Rational Function Residue Formula Proof I came across a theorem used to calculate residues of rational functions that states that if f and g are analytic functions at $z_k$ and $g'(z_k)$ isn't 0, then the residue of $f(z)/g(z)$ at $z_k$ is $f(z_k)/g'(z_k)$. I want to prove this using Laurent series (taking out the coefficient of $(z-z_k)^-1$) but I can't get around the algebra of actually dividing the two Laurent series. Can someone guide me through this?
 A: Well, the theorem you are describing works only for simple poles.  But the proof is straightforward:
$$\operatorname*{Res}_{z=z_k} \frac{f(z)}{g(z)} = \lim_{z\to z_k} (z-z_k) \frac{f(z)}{g(z)} = \frac{\displaystyle \lim_{z\to z_k} f(z)}{\displaystyle \lim_{z\to z_k} \frac{g(z)}{z-z_k}} = \frac{f(z_k)}{g'(z_k)} $$
That last step was possible because, by definition, $g(z_k)=0$.
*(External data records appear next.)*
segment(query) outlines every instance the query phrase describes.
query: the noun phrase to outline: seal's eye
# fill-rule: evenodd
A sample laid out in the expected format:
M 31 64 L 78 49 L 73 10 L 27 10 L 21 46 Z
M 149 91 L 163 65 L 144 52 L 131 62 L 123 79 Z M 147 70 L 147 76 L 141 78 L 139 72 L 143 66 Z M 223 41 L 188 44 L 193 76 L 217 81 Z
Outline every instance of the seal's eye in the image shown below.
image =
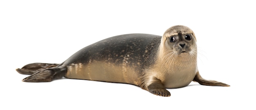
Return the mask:
M 190 41 L 190 40 L 191 40 L 191 36 L 188 35 L 186 35 L 185 39 L 188 41 Z
M 175 38 L 174 38 L 174 37 L 173 36 L 172 36 L 171 37 L 171 38 L 170 38 L 170 42 L 173 42 L 174 41 L 175 41 Z

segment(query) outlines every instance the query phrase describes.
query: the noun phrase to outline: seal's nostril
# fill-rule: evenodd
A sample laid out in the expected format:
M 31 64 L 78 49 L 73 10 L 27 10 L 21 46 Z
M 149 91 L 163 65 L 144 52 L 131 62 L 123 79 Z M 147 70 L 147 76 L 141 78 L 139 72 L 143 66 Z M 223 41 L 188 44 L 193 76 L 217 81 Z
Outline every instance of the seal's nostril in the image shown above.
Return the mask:
M 185 46 L 185 43 L 180 44 L 180 46 L 181 46 L 182 48 L 184 47 L 184 46 Z

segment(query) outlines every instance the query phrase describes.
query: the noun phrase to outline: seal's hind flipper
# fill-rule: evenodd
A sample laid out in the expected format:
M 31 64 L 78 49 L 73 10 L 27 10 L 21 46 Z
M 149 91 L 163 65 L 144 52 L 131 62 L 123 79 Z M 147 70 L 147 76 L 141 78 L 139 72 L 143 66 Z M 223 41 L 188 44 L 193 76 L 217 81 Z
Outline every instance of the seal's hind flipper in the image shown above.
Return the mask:
M 16 71 L 22 74 L 31 75 L 45 69 L 55 67 L 59 65 L 59 64 L 33 63 L 27 64 L 21 69 L 17 69 Z
M 67 67 L 65 66 L 47 68 L 31 75 L 22 81 L 26 82 L 51 82 L 53 80 L 61 78 L 67 73 Z

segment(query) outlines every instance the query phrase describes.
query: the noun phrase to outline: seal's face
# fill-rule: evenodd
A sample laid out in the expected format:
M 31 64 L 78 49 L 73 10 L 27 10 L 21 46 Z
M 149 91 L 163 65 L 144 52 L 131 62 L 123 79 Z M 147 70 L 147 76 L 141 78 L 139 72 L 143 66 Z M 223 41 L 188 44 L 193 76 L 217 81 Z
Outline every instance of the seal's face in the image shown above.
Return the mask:
M 196 39 L 193 32 L 189 28 L 176 26 L 167 30 L 162 41 L 168 51 L 180 56 L 196 54 Z

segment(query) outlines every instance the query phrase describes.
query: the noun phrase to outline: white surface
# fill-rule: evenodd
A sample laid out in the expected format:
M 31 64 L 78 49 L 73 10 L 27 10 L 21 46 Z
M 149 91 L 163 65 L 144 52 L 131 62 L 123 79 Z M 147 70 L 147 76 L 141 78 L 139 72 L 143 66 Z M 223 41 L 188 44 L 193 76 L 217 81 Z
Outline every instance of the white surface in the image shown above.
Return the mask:
M 0 109 L 255 109 L 254 2 L 137 1 L 1 0 Z M 162 35 L 176 25 L 195 32 L 202 76 L 231 86 L 192 82 L 168 89 L 172 95 L 164 97 L 123 84 L 26 83 L 27 75 L 15 71 L 30 63 L 61 63 L 107 37 Z

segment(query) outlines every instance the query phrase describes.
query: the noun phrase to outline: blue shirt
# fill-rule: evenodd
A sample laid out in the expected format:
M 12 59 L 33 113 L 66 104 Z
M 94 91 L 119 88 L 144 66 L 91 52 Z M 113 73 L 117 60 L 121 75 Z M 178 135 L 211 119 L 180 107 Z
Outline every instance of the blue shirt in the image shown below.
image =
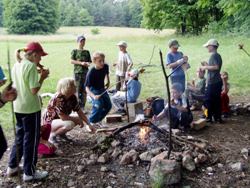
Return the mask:
M 134 103 L 141 93 L 141 83 L 138 80 L 128 81 L 128 102 Z
M 169 52 L 166 57 L 167 65 L 171 63 L 175 63 L 179 59 L 183 58 L 183 53 L 182 52 Z M 172 69 L 172 71 L 175 70 L 175 68 Z M 183 76 L 185 77 L 185 73 L 181 67 L 179 67 L 173 74 L 172 76 Z

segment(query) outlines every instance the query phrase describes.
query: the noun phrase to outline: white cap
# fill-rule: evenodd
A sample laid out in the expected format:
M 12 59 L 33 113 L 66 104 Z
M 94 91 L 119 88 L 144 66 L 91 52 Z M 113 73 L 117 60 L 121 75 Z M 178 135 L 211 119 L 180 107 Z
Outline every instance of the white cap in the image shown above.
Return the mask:
M 133 69 L 128 73 L 129 77 L 136 78 L 139 75 L 139 71 L 137 69 Z
M 128 47 L 128 44 L 125 41 L 120 41 L 117 43 L 117 46 L 124 46 L 124 47 Z
M 203 47 L 208 46 L 219 46 L 219 42 L 216 39 L 209 39 L 206 44 L 203 45 Z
Analogous formulae for higher-order poles become increasingly unwieldy.  Frequently, it is better to use the Laurent expansion.
EDIT
The OP wanted to see a proof using the Laurent expansion.  Well, in that case, the respective expansions in a neighborhood about $z=z_k$ are
$$f(z) = f(z_k) + f'(z_k) (z-z_k) + \cdots $$
$$g(z) = g'(z_k) (z-z_k) + \frac12 g''(z_k) (z-z_k)^2 + \cdots $$
where the ellipses indicate higher orders that can be neglected.  Then
$$\begin{align}\frac{f(z)}{g(z)} &= \frac1{z-z_k} \frac{f(z_k)+f'(z_k) (z-z_k)+\cdots}{g'(z_k) + \frac12 g''(z_k) (z-z_k)+\cdots} \\  &=\frac1{z-z_k} \frac{f(z_k)}{g'(z_k)} \left [1+\left (\frac{f'(z_k)}{f(z_k)} - \frac12 \frac{g''(z_k)}{g'(z_k)}\right )(z-z_k) \right ]+\cdots \\ &=  \frac{f(z_k)}{g'(z_k)} \frac1{z-z_k} + \left [\frac{f'(z_k)}{g'(z_k)} - \frac12 \frac{f(z_k) g''(z_k)}{g'(z_k)^2} \right ] + \cdots \end{align}$$ 
As the residue is the coefficient of $(z-z_k)^{-1}$, QED.